第二章
[8]前話
その様にしていった、夫婦になってだ。
そうして共にことを進めていった、すると。
「ことは順調だな」
「世界は定まってきている」
「夫婦でことを進めると」
「順調だ」
「そうだな、だからだ」
トトは他の神々に微笑んで話した。
「その様に言った、だがな」
「だが?」
「だがというと?」
「生きものの姿ではだ」
それではというのだ、自分達と共に世界に出て動いている彼等を見てそのうえで神々に対して言うのだった。
「出来ることに限りはないか」
「確かにな」
「どうも限りがある」
「何をするにも」
「困ることも多い」
「人間を見るのだ」
生きもの達の間にいる彼等をというのだ。
「よくな」
「人間か」
「足だけでなく手もあるな」
「そうしたものを器用に使っている」
「そうしているな」
「頭は生きもののままでだ」
それぞれのというのだ。
「そしてだ」
「身体は人間か」
「人間のものになるのか」
「そうするのか」
「そうだ」
こう言うのだった。
「それぞれの生きものの能力にだ」
「人間の器用さか」
「それを用いるのか」
「これからは」
「そうして神として働いていこう」
神々に話した。
「どうだろうか」
「そうだな、いい考えだ」
「そうしたら余計に上手に働ける」
「人間の身体になればな」
「ではそうしよう」
「それではな」
トトは仲間の神々が自分の提案に頷いてくれたのを見て満足そうに笑った。そうしてこの時からだった。

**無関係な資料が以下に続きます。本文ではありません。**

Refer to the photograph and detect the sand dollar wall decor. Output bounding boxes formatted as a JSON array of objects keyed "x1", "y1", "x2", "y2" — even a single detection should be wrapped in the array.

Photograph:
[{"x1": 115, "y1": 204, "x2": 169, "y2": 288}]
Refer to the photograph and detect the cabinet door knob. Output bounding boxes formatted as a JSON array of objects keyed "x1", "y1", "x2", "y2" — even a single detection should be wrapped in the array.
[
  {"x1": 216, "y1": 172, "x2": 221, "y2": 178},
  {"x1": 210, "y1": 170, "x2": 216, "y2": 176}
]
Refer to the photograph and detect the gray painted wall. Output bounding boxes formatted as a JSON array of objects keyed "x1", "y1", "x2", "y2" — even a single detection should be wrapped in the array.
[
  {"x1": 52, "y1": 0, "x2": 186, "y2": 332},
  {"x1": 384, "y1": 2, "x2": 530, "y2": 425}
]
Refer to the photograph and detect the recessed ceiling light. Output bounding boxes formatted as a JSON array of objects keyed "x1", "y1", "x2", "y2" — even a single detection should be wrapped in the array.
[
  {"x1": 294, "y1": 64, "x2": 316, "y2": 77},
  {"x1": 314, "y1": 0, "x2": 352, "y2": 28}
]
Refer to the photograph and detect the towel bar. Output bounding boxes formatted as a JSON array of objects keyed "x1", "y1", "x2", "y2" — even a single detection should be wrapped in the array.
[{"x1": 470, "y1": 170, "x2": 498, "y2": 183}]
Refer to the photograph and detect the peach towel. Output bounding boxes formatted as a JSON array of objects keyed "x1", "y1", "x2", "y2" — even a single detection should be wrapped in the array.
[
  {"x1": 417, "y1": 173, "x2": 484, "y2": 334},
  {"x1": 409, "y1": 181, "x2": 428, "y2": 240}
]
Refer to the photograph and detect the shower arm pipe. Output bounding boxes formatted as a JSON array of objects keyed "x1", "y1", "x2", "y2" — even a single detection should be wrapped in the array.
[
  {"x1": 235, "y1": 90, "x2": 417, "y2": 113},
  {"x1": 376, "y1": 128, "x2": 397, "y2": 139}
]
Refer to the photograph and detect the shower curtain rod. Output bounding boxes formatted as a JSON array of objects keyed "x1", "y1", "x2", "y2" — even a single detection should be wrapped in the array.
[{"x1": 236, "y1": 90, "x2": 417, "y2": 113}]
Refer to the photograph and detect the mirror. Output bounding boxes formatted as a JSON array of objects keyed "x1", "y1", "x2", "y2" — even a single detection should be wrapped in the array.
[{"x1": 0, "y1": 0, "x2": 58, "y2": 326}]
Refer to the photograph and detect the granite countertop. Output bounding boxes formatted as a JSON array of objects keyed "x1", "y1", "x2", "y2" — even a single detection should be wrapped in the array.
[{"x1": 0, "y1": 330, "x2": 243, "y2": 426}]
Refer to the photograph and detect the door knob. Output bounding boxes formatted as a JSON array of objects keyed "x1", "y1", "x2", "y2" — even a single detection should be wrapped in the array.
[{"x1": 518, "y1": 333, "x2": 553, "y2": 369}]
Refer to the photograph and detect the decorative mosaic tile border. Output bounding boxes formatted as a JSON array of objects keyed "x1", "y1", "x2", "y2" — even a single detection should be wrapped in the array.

神々はそれぞれの生きものの頭に人間の身体を持ちその両方の力で夫婦揃って働く様になった。そうしてこの世のあらゆる物事を動かしていった。
世界は神々によって築かれていき動かされる様になった。生きものの頭と人間の身体を持つ彼等の力はまさに世界を司るものであり世界は順調に動く様になった。そうなったことは全てトトの知恵によるものだった。それ故にトトは知恵の神とされた。エジプトに伝わる神話の一つである。